El hecho de que a Sara le encantara tomarle el pelo a su marido debería haberle hecho gracia, pero Elena era demasiado consciente del miedo que le recorría la espalda.

—Sara, ¿el vampiro te dio alguna pista de por qué ese arcángel me quería a mí?

—Claro. Dijo que Rafael solo quería lo mejor.

—Soy la mejor —murmuró Elena a la mañana siguiente, cuando salió del taxi frente al magnífico edificio de la Torre del Arcángel—. Soy la mejor.

—Oiga, señorita, ¿piensa pagarme o se va a quedar ahí hablando entre dientes todo el día?

—¿Qué? ¡Ah! —Sacó un billete de veinte dólares, se inclinó hacia delante y lo aplastó contra la mano del taxista—. Quédese el cambio.

El ceño fruncido del tipo se transformó en una sonrisa.

—¡Gracias! ¿Qué, hoy tiene una buena caza por delante?

Elena no le preguntó cómo había sabido que era una cazadora.

—No, pero tengo altas probabilidades de enfrentarme a una muerte horrible en las próximas horas. Tengo que hacer algo bueno para intentar acabar en el paraíso.

El taxista lo encontró muy gracioso, y aún no había dejado de reírse cuando se alejó con el coche y la dejó sola frente al amplio camino que conducía a la entrada de la Torre. La brillante luz de la mañana hacía resplandecer las piedras blancas del suelo del camino hasta un punto casi cegador. Cogió las gafas de sol del lugar donde se las había colgado (en el escote de la camisa) y se las puso con rapidez delante de los ojos, agotados y privados de sueño. Ahora que ya no corría el riesgo de quedarse ciega, se fijó en las sombras que había pasado por alto poco antes. Aunque, por supuesto, sabía muy bien que estaban allí: por lo general, no era la vista el sentido que utilizaba para localizar a los vampiros.

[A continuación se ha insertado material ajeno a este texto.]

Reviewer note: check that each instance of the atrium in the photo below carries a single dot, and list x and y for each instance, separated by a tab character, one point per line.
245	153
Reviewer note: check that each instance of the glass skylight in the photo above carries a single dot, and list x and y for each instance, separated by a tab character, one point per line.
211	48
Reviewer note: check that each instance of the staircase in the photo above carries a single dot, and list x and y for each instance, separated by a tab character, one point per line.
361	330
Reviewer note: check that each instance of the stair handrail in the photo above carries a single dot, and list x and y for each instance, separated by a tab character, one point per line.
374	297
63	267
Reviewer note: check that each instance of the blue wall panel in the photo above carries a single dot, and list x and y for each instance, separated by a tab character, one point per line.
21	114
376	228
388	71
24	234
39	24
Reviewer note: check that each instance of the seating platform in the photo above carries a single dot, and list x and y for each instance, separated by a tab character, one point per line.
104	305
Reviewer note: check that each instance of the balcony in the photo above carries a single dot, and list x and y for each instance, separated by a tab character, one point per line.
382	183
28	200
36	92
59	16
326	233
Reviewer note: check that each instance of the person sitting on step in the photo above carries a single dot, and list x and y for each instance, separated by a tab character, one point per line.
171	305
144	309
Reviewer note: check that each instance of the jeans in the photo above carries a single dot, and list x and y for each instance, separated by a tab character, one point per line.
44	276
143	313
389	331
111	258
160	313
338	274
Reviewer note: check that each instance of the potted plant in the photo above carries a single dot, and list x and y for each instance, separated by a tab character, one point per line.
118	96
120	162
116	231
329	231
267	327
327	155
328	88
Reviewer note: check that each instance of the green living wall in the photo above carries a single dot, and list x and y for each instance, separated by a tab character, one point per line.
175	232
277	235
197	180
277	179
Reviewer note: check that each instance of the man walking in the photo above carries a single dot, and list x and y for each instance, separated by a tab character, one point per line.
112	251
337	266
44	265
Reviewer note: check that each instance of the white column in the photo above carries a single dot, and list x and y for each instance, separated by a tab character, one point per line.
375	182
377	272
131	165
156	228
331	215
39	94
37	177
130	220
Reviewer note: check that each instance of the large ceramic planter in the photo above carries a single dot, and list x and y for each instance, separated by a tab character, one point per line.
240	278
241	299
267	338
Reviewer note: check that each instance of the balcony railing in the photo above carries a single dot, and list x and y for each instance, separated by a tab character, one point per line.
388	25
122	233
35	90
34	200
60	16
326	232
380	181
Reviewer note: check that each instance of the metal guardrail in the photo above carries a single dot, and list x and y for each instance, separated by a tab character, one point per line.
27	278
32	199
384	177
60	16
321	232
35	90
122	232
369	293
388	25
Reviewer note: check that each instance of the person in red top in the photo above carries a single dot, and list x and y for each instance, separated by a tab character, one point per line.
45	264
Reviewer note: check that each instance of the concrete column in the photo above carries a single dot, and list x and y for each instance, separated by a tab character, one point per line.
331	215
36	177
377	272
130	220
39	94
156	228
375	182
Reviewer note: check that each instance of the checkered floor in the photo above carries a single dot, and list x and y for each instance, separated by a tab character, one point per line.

Varios de ellos permanecían junto a las paredes laterales de la Torre, pero había al menos otros diez escondidos o paseando entre la zona de arbustos bien cuidados de los alrededores. Todos llevaban trajes negros con camisas blancas y el pelo cortado de esa forma práctica que pusieron de moda los agentes del FBI. Las gafas de sol oscuras y los discretos audífonos no hacían sino intensificar la impresión de que eran agentes secretos.

Pero Elena sabía que, dejando a un lado las características básicas, aquellos vampiros no se parecían en nada al que había capturado la noche anterior. Aquellos tipos llevaban en el mundo muchísimo tiempo. Si se sumaba su intenso aroma (siniestro, aunque no desagradable) al hecho de que estaban protegiendo la Torre del Arcángel, quedaba claro que eran inteligentes y extremadamente peligrosos. Mientras los observaba, dos de ellos se alejaron de los arbustos y se situaron en el camino, a plena luz.

Ninguno estalló en llamas.

Una reacción tan violenta a la luz del sol (otro mito que parecía encantarles a las productoras cinematográficas) habría hecho que su trabajo fuera mucho más fácil. De ser cierto, lo único que tendría que hacer sería esperar a que salieran de casa. Pero no, la mayoría de los vampiros podían salir al exterior las veinticuatro horas del día. Los pocos que padecían hipersensibilidad a la luz solar no «morían» cuando salía el sol. Solo buscaban una sombra.

—Y tú estás andándote por las ramas... —murmuró entre dientes—. Eres una profesional. Eres la mejor. Puedes con esto.